On Friday, the football team from the high school that I attended won its fifth state championship. (The first four came in 1997, 1998, 1999, and 2005.) The game was televised in my area and I watched the second half of it on television. While I was not really vocal about it, I was inwardly rooting for them to win and, then, I was subsequently happy to see them win. Yet, I recognize that that happiness is a very contradictory kind of happiness in two ways:
First, that I should root for a team to win its fifth championship in twelve seasons isn’t particularly consistent with my view of parity in sports (a view that I have discussed, to some extent, here and here), particularly when there are scores of teams playing in the same division and playing for the same championship as the high school that I attended. I tend to think that New York Yankees fans, Ohio State football fans, Detroit Red Wings fans, New York Yankees fans, Duke basketball fans, Los Angeles Lakers fans, New York Yankees fans, New York Yankees fans, and others who expect championships every year are being egregious in their desires. Yet, here I was rooting for a team to maintain a very similar kind of dominance, as if it deserved to win so many more championships than everyone else.
Second, I hated my high school when I attended it. At one point while I was there, the parish (it’s a Catholic school) held a rally to support the school because there were concerns that it might have to close. Not only did I not attend the rally; I openly wished for the place to close. So, it’s kind of strange for me today to root for the football team from that place.
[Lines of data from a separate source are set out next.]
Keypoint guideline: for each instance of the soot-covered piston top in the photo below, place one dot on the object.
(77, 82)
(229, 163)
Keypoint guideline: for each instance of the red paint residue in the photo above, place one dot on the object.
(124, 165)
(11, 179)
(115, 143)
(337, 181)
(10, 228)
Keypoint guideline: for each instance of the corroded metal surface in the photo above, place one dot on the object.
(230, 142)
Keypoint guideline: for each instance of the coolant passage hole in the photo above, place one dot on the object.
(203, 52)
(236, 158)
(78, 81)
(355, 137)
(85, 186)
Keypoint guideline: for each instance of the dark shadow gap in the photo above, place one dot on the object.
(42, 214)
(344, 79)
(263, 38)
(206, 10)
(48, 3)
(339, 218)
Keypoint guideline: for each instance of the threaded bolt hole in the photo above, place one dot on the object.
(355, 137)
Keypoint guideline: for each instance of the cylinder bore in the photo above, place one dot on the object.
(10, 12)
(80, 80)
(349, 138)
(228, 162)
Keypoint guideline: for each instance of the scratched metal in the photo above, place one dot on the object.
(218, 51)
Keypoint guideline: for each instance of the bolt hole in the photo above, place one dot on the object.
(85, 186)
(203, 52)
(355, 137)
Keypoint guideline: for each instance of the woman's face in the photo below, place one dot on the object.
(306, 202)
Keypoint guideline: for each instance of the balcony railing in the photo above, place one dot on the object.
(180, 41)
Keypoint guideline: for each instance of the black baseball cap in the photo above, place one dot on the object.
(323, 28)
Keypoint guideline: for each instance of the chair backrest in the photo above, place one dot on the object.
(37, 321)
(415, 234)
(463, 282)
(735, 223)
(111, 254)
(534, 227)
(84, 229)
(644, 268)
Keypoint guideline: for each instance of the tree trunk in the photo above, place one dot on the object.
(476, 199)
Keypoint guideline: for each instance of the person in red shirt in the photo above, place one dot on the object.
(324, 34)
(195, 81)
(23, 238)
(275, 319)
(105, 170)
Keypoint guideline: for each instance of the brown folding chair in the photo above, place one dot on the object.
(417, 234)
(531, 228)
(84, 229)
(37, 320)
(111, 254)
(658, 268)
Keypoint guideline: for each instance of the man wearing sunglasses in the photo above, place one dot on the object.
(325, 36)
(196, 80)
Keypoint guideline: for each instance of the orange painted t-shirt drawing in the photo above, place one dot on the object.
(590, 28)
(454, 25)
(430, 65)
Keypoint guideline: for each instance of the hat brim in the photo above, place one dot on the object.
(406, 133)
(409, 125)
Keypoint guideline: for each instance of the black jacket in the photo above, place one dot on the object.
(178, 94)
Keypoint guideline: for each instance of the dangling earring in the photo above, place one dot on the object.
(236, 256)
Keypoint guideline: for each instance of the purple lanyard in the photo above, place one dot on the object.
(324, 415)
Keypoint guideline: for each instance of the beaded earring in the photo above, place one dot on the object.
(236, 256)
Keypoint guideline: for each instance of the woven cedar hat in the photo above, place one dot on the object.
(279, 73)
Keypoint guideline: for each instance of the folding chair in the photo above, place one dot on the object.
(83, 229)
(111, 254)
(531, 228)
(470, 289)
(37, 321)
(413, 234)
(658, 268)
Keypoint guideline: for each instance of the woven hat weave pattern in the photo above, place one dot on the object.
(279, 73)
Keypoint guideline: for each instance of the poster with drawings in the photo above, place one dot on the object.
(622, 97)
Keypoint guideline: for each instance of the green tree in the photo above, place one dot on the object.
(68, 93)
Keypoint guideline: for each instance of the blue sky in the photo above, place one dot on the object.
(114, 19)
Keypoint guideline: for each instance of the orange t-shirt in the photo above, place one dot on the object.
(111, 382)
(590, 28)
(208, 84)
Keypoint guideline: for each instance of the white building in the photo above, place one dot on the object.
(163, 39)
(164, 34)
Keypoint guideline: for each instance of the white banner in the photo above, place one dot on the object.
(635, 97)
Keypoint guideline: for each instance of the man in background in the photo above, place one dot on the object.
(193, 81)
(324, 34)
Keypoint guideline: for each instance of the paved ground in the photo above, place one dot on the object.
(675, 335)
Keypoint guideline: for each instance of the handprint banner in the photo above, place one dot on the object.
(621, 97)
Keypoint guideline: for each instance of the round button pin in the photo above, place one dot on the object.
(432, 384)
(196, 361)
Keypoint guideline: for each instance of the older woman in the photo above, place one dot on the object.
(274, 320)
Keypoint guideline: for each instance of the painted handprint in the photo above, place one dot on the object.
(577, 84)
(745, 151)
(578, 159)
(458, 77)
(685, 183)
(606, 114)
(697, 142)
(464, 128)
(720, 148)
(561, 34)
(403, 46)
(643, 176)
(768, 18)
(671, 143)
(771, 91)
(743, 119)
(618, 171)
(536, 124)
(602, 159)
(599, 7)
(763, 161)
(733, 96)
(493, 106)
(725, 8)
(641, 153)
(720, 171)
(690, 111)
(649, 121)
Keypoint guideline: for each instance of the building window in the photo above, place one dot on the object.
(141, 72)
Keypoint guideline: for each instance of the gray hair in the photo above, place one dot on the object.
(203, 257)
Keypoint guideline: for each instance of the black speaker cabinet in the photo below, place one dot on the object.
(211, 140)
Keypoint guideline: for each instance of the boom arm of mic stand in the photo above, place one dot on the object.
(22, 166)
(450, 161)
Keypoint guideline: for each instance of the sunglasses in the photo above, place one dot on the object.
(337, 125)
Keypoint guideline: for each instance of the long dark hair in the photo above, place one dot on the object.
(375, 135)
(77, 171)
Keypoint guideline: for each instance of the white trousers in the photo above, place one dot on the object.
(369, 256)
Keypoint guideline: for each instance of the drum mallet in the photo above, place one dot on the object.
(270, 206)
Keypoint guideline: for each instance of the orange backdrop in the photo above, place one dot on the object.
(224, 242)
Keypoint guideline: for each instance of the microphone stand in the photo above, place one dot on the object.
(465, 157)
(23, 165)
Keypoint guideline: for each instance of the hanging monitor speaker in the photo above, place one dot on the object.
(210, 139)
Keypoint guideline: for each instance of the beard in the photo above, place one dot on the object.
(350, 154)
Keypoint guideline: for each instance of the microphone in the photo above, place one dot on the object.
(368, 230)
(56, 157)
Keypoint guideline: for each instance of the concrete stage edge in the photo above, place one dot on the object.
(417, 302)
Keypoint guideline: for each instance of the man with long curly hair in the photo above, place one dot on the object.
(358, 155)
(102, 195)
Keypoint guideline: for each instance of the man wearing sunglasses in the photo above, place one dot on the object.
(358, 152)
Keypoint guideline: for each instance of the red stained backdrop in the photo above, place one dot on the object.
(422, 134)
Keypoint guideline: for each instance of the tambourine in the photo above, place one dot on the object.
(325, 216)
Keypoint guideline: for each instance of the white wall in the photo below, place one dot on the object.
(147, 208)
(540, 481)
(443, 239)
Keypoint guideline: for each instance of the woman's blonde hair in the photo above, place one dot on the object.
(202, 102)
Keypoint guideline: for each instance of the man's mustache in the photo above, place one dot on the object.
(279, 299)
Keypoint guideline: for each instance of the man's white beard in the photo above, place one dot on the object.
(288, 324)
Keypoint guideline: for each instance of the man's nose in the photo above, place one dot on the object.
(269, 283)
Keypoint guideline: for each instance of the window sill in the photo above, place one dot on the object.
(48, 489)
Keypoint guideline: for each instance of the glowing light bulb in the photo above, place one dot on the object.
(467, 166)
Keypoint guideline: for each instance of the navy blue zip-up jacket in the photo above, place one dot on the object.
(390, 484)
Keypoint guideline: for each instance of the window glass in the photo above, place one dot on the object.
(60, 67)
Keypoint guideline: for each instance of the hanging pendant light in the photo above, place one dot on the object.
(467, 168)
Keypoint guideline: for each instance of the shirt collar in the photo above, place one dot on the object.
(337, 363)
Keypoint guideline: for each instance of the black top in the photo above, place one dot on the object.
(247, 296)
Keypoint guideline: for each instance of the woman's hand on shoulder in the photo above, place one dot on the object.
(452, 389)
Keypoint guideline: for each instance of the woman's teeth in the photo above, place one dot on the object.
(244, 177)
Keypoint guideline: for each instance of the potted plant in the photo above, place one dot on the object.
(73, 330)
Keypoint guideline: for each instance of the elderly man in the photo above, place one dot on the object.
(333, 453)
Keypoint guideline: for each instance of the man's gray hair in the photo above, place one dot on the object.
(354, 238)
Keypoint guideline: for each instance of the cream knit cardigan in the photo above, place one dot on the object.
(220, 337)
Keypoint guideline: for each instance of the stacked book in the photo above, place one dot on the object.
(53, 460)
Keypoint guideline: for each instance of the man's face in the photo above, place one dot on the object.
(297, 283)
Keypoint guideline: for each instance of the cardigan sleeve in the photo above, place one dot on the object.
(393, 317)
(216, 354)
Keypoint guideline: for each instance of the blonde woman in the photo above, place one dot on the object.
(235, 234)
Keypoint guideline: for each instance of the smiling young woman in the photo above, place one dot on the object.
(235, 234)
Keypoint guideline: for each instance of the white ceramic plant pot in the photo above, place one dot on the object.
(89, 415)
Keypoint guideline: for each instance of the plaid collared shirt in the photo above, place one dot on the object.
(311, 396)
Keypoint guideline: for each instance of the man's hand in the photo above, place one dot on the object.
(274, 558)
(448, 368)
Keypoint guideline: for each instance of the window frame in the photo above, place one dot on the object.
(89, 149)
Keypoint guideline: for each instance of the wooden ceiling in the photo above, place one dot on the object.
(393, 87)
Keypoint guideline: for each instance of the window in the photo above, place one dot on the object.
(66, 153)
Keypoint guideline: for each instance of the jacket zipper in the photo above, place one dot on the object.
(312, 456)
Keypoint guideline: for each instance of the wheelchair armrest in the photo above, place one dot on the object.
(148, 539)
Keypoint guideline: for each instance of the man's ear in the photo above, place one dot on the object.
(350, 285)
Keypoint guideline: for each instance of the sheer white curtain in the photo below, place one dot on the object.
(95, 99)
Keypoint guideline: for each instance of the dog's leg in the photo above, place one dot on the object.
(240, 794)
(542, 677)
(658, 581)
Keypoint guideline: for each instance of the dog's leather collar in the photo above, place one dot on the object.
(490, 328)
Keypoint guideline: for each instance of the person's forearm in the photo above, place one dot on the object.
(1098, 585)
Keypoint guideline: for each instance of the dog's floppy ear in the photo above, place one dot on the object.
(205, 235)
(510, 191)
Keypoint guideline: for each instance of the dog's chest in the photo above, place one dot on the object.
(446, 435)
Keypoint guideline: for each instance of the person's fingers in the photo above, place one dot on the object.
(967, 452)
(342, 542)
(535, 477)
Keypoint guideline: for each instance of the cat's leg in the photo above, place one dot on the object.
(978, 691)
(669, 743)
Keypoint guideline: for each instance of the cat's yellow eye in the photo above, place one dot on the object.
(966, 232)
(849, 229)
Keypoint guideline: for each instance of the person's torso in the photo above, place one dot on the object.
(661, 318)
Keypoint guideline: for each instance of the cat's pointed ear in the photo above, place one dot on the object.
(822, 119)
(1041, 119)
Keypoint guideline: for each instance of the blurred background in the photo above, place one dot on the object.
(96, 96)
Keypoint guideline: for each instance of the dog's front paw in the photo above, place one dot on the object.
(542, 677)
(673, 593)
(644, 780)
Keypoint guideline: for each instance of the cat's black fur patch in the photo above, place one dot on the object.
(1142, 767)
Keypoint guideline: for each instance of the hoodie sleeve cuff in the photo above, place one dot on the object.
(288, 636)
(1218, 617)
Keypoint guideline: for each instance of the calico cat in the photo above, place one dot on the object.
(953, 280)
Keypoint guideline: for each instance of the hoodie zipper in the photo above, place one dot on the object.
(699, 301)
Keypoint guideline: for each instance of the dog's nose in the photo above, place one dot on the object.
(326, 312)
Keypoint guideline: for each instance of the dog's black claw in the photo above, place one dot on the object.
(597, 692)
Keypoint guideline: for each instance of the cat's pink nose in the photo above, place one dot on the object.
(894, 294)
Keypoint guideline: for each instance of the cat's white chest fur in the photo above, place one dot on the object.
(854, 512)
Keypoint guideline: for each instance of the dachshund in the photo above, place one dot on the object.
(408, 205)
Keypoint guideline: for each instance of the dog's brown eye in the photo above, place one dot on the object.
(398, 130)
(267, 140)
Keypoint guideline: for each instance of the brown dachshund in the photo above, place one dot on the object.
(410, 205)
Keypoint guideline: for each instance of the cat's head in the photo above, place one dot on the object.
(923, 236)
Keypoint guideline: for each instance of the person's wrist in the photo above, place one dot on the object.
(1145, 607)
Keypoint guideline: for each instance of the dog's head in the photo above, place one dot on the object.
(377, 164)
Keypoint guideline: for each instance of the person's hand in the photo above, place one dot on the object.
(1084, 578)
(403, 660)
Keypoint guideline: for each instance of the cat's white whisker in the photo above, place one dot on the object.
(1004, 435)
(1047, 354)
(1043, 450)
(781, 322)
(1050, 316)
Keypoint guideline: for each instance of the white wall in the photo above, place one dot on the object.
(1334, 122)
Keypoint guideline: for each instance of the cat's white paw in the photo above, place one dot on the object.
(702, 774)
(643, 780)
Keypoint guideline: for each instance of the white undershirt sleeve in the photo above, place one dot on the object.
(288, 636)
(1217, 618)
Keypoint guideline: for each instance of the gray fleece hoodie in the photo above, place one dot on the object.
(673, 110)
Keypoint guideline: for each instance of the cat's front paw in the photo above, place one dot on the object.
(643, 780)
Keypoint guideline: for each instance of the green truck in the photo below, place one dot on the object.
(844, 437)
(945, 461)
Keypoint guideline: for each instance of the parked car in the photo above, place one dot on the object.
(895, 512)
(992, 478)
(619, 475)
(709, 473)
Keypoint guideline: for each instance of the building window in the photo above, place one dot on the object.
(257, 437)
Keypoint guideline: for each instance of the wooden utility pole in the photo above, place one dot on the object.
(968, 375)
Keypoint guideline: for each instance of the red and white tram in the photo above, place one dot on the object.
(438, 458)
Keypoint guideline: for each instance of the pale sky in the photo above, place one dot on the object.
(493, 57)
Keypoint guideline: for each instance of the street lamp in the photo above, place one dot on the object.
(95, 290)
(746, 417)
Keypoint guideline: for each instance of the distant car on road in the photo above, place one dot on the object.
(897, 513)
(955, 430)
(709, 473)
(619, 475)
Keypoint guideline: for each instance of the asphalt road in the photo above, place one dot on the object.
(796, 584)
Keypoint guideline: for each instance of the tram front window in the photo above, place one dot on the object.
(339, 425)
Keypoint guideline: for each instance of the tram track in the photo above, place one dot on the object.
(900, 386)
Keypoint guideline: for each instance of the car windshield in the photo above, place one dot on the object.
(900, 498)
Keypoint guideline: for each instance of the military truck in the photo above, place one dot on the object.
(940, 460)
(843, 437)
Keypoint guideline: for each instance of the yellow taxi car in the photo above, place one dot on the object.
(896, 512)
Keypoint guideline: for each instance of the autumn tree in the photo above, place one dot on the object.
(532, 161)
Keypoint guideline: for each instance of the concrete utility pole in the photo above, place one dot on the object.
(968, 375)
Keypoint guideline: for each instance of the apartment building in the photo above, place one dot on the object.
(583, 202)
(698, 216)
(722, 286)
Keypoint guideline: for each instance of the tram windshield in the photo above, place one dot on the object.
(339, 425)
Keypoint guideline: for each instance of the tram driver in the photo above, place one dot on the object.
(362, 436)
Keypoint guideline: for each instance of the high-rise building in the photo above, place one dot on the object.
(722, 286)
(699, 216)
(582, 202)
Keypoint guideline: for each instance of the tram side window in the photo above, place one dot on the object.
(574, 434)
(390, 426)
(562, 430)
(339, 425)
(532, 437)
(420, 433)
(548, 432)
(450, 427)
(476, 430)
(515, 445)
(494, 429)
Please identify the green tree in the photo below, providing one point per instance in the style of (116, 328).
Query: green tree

I think these contradictions point out a couple of things about sports identifications. First, we find ways to justify the identifications and rooting interests that we have, even when they contradict our own ideological perspectives. Because of that, I can find myself rooting against parity in one instance, even as I espouse the desirability of parity in so many other instances. Second, we become branded with these identities strongly when we are young and that branding is hard to break. I think this is similar to how individuals find themselves rooting for their home country in the Olympics, even if they have good reasons why they might not want to do so. Similarly, connections to local communities die hard, even when people have denounced or, at least, moved on from those communities.
In the end, I think this potentially illustrates how significant sports identities are—at least in the United States and, I suspect, in many other parts of the world as well. There are times when individuals who otherwise divide themselves based on race, social class, gender, sexuality, religion, etc. find themselves bonded (at least temporary) by sports team identification. To be sure, these are commercialized, branded identifications, like identifications with musical artists, television programs, and soft drinks, among other things. And like these other brand identifications, part of understanding the significance of sports, I believe, is recognizing the deep-seated ways in which these identifications work and affect people’s lives as identities, like race, social class, gender, etc., do. Just as we become branded to think about racial identities, gender identities, national identities, sexual identities, religious identities, and other identities from young ages to the point that, as we grow older, it becomes harder and harder to examine our own assumptions along each of these lines, I think that we become branded in connection with sports and sports allegiances from young ages to the point at which it becomes much harder to look at the politics of sporting practices. If we’re going to get at the politics of sport, fuller recognition of the deep workings of sports identities seems to be a very important step to take.